Il Kalle fa male: «Vidal e Juve immorali»

Uno è uno juventino d’adozione, visto le sue preferenze rossonere di un recente passato; l’altro è stato un grande nell’Inter anche se la sfortuna, sotto forma di tanti infortuni, si è accanita contro di lui. Beppe Marotta, direttore generale e uomo mercato della Juventus si scontra con Karl-Heinze Rummenigge, presidente del Consiglio di vigilanza del Bayern Monaco, dopo le pesanti accuse dell’ex interista nei confronti del neo acquisto bianconero Arturo Vidal. In una intervista alla rivista Kicker, l’ex campione tedesco spiega perché: «Aveva promesso innumerevoli volte al presidente del Bayern (un altro grande ex, Uli Hoeness, ndr) che avrebbe firmato con noi e sarebbe venuto a Monaco. Ora vediamo che valore hanno le sue promesse».
Una prima botta al cileno che ha preferito andarsene da Leverkusen scegliendo proprio la Juve e Rummenigge non gliela perdona: «Se il giocatore avesse mantenuto la sua parola e se avesse mostrato carattere, se fosse un uomo con una morale, allora sarebbe venuto da noi. Anzi, ha disatteso le sue promesse con un comportamento immorale». E poi l’affondo che coinvolge pesantemente la Juventus: «Ora Vidal gioca in un club che è come lui, basta guardare la storia giudiziaria della Juventus o, al massimo, i suoi ultimi risultati sportivi». Per poi concludere con ironia: «A questo punto, posso solo augurare felicità a Vidal».
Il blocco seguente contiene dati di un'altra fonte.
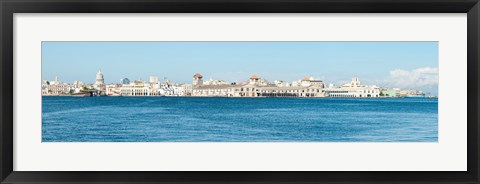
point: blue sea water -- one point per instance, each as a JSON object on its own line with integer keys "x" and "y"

Apriti cielo, la bomba è deflagrata in casa bianconera mandando su tutte le furie l’intera dirigenza a partire dal presidente Andrea Agnelli. E la risposta non è tardata ad arrivare, elegante come sempre vista la tradizione bianconera, ma dura come un cazzotto in faccia. Sul sito della Juve infatti tocca proprio a Marotta replicare a Kalle: «Abbiamo operato secondo i canali regolari e cioè il contatto con la società di Leverkusen e col giocatore mentre, a quanto pare, Rummenigge si era affidato a canali meno ortodossi, me ne rammarico con lui e con il Bayern. Hanno perso una bella occasione sia sul mercato, sia di comunicazione: il silenzio sarebbe stato preferibile. Evidentemente il passato nerazzurro di un grande campione come lui, sia come giocatore che come dirigente, pesa e, come è noto, al cuor non si comanda».
Insomma, caro Kalle, potevi startene tranquillamente zitto ed evitare una pessima figura, la esplicita risposta di Marotta che mette spalle al muro l’ex interista evidentemente piccato per la bidonata datagli da Vidal che nelle casse del Bayer ha portato la bella sommetta di 10,5 milioni. Ma, evidentemente, Rummenigge doveva togliersi più di un sassolino dalla scarpa perché, sempre sul Kicker, dopo Vidal e Juve, tira pesantemente in ballo anche l’onnipotente presidente della Fifa Joseph Blatter. «La Fifa è un coacervo di corruzione e il suo presidente Blatter è una figura che ha perduto il potere, un re senza regno, perché il regno non dipende da lui ma dai principi dei vari continenti che l’hanno eletto», afferma Rummenigge che critica anche il presidente della federcalcio tedesca, Theo Zwanziger, difensore di Blatter. Con un contentino finale per Michel Platini, «sarà lui il nuovo re della Fifa», guarda caso proprio un ex juventino. Ma forse Kalle non se lo ricordava.